The way we figured out that the nameid_format field was correct for our deployment was when error #5 in the Common SAML Issues link, "Authentication to realm my-saml-realm failed - Provided SAML response is not valid for realm saml/my-saml-realm (Caused by ElasticsearchSecurityException[SAML Response is not a 'success' response: Code=urn:oasis:names:tc:SAML:2.0:status:AuthnFailed Message=null Detail=null])" started showing in our ES logs. This error indicated that ADFS didn't like the SAML version we were using and ADFS was stating the same thing on its end so we went back to urn:oasis:names:tc:SAML:1.1:nameid-format:unspecified.

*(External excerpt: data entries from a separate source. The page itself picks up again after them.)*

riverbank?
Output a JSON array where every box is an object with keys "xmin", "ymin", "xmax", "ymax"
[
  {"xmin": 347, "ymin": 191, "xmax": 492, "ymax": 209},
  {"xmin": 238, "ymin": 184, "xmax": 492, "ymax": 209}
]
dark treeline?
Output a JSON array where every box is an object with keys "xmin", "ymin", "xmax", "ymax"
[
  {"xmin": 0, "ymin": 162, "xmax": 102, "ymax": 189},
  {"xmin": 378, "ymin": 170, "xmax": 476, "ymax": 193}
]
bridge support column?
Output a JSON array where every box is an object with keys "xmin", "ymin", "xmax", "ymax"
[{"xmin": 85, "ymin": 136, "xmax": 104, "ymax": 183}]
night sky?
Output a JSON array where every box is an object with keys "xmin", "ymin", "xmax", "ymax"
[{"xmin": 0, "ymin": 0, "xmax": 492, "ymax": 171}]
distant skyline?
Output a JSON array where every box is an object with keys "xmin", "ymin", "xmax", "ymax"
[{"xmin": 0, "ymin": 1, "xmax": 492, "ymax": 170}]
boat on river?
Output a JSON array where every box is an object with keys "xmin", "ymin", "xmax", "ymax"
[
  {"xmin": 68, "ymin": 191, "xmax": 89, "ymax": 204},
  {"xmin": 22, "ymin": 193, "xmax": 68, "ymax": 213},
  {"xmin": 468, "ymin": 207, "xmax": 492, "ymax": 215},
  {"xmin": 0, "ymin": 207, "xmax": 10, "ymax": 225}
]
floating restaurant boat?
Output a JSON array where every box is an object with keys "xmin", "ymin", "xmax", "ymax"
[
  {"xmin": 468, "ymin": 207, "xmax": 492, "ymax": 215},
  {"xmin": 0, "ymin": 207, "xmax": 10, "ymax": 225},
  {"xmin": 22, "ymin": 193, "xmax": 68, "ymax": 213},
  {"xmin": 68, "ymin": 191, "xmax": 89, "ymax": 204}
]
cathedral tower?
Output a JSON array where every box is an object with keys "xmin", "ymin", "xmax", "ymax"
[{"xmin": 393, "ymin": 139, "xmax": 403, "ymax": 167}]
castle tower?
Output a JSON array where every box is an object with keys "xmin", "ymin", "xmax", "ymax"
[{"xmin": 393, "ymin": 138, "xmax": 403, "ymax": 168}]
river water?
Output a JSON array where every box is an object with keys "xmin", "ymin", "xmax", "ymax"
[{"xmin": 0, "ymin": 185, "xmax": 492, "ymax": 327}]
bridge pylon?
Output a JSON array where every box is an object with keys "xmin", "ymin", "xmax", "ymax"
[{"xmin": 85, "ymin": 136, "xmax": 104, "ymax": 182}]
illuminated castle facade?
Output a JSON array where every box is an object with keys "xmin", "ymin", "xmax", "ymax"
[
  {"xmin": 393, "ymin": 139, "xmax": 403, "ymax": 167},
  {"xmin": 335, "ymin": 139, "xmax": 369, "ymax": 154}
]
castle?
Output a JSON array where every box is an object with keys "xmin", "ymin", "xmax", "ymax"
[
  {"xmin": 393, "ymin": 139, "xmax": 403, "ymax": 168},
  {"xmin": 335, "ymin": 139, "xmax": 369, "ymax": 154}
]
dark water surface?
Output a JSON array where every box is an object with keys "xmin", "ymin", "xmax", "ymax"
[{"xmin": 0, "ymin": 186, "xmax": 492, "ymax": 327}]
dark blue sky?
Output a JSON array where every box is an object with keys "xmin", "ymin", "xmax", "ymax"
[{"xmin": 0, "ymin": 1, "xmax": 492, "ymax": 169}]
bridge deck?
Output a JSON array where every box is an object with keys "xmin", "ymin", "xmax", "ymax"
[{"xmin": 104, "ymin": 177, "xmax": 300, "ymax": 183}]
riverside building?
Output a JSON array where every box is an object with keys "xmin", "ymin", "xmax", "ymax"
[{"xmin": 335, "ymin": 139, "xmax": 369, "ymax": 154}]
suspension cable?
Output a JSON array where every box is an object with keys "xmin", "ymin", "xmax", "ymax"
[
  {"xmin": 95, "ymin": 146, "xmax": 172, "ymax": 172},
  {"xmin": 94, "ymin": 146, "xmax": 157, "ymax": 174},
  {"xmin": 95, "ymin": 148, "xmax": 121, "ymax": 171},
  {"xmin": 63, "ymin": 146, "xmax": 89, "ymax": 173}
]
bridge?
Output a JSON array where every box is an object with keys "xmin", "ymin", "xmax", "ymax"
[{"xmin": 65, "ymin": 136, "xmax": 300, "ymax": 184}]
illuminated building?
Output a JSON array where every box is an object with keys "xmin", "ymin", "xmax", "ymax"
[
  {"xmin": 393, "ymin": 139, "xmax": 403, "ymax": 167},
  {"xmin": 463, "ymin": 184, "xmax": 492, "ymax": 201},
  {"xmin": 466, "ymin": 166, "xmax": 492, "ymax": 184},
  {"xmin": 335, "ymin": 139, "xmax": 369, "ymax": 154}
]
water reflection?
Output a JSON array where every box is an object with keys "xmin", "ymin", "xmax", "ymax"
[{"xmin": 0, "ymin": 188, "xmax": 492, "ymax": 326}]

After that error was fixed it seemed like the information we were using for the attributes.principal was the problem. From the info our colleagues provided and the settings in the thread listed above we changed the attributes principal to "nameid" which worked in that it provided us with new errors to troubleshoot. Specifically that ADFS was getting different errors and when we tried to sign in via Chrome we received a {"message":"action [indices:data/read/search] is unauthorized for user [username@.gov]: [security_exception] action [indices:data/read/search] is unauthorized for user [username@.gov]","statusCode":403,"error":"Forbidden"} error. This is a good time to use the SAML Message Decoder app in Chrome which gave us insight into things being passed in the session such as kibana_gov and therefore the ability to troubleshoot what was working and what wasn’t.
(Info continues here: SAML AD ADFS yaml settings troubleshooting and role mapping notes and insight part II (Solved))

1 Like

This is awesome @Ryan_Downey , thanks for taking the time to document your experience. I'll add a few clarifications in case these prove helpful for others too.

I would expect that error to be: [SAML Response is not a 'success' response: Code=urn:oasis:names:tc:SAML:2.0:status:InvalidNameIDPolicy Message=null Detail=null]

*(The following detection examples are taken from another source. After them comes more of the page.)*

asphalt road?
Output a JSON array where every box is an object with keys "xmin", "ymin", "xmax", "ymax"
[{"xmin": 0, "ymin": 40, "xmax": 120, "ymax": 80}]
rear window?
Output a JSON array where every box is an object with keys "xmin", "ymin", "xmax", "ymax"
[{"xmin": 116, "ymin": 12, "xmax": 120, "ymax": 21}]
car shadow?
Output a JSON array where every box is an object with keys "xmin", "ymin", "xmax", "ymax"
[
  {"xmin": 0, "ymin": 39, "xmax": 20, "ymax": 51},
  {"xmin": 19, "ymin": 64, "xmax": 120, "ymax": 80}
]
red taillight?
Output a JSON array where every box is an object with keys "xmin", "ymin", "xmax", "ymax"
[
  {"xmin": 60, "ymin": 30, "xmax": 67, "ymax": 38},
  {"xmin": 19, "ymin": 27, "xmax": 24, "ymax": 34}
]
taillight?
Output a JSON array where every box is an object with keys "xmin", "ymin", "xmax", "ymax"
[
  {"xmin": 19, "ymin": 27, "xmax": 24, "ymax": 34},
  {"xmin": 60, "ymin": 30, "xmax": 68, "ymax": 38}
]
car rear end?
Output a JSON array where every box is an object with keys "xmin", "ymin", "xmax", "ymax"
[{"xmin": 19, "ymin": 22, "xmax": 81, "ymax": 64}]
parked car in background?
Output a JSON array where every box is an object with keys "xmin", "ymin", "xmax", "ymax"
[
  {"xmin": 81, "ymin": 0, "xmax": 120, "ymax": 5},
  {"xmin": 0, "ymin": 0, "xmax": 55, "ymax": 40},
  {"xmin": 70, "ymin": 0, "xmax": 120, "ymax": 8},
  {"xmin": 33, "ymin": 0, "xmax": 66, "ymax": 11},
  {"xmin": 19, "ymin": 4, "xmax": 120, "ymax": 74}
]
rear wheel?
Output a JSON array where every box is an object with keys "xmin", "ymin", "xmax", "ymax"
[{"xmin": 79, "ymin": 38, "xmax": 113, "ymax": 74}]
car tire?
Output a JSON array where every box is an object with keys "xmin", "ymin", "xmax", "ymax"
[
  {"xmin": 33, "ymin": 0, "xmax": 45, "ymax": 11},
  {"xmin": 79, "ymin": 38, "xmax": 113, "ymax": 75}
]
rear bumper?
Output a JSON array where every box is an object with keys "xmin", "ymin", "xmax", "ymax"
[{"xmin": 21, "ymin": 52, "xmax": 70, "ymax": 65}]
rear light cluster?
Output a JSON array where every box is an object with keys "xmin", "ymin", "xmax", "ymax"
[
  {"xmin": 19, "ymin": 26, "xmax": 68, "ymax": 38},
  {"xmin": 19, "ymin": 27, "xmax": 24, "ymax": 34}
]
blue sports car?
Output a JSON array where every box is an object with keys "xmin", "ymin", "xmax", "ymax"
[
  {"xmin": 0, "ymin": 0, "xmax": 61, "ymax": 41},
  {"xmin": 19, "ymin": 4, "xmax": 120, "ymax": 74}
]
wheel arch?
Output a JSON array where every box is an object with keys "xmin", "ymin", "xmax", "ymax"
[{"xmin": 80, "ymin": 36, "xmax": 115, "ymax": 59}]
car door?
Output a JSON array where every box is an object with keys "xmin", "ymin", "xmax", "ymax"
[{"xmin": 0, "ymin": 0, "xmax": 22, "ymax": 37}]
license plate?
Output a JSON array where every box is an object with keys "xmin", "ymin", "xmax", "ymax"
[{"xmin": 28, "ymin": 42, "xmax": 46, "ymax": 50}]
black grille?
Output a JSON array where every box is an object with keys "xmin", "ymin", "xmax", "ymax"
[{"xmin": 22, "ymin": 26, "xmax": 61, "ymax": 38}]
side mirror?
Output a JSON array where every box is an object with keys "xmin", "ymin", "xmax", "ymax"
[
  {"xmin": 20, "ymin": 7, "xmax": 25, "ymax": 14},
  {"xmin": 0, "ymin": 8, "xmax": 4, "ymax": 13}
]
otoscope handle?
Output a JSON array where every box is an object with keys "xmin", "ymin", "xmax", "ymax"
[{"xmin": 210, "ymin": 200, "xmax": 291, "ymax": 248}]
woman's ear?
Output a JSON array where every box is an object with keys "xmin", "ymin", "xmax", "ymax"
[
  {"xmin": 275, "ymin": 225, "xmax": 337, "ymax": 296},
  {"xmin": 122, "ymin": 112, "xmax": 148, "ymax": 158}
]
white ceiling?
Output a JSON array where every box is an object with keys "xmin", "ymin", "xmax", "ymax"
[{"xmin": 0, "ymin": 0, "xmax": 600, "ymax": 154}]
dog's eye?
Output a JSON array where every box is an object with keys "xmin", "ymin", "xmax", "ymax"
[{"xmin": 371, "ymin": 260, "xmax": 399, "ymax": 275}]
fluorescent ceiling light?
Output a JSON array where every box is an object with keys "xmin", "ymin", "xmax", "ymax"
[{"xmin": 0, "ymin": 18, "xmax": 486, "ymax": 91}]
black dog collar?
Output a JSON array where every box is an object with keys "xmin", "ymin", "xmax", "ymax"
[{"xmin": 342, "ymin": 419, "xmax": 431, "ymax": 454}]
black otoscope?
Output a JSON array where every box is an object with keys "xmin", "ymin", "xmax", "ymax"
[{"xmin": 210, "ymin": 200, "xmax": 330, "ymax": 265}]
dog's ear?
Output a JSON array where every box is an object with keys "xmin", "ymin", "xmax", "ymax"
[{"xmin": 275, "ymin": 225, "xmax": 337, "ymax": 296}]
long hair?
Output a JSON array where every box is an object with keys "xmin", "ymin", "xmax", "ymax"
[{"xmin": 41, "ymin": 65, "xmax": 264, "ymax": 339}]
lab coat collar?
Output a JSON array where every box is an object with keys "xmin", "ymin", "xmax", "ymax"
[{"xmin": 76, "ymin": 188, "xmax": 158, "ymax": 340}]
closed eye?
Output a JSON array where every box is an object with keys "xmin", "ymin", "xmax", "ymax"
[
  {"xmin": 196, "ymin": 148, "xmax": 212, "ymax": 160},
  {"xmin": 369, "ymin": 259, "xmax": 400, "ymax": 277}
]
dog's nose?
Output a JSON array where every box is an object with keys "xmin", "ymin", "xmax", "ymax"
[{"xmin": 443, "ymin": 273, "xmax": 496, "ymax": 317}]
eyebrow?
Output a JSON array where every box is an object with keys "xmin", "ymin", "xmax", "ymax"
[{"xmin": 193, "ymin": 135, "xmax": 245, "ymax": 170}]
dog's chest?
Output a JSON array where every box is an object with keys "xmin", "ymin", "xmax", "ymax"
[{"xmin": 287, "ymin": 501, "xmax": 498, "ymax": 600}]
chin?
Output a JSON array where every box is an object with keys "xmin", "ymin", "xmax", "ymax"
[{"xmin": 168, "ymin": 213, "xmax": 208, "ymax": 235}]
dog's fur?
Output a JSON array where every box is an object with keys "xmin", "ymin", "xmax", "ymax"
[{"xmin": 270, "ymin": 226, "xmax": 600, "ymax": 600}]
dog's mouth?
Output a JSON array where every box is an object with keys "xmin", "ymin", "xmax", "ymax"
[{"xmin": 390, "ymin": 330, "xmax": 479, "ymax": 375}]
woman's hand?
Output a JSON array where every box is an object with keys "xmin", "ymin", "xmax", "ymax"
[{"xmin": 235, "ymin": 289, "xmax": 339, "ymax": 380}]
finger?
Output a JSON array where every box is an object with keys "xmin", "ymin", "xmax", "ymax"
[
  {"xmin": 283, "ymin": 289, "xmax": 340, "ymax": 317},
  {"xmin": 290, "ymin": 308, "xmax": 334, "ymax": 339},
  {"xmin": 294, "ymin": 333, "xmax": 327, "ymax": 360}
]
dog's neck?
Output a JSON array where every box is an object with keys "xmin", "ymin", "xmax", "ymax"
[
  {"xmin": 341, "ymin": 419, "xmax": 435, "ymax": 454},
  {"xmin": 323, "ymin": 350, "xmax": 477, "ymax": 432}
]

We have recently updated our documentation to explain why this can happen, see #5 in : Common SAML issues | Elasticsearch Guide [master] | Elastic

Just a comment here that this is not about the SAML version, this is still SAML2.0 and it is the only version of the standard that the Elastic Stack supports. This is about the format of the NameID where the URN didn't change in SAML 2.0 compared to SAML 1.1 and remained urn:oasis:names:tc:SAML:1.1:nameid-format:unspecified . This means that ADFS by default releases NameIDs with urn:oasis:names:tc:SAML:1.1:nameid-format:unspecified format instead of urn:oasis:names:tc:SAML:2.0:nameid-format:persistent format.

Browser plugins decoding SAML messages are very helpful for troubleshooting, I just wanted to point out that this information is also logged at TRACE level in the elasticsearch.log as discussed in the last bullet in Common SAML issues | Elastic Stack Overview [7.4] | Elastic.

1 Like

Ioannis,
Appreciate the kind words and extra insight/clarification of this. It took some time to write up but hopefully it'll help others get their environments up and running. Enjoy the rest of your day!
Ryan

This topic was automatically closed 28 days after the last reply. New replies are no longer allowed.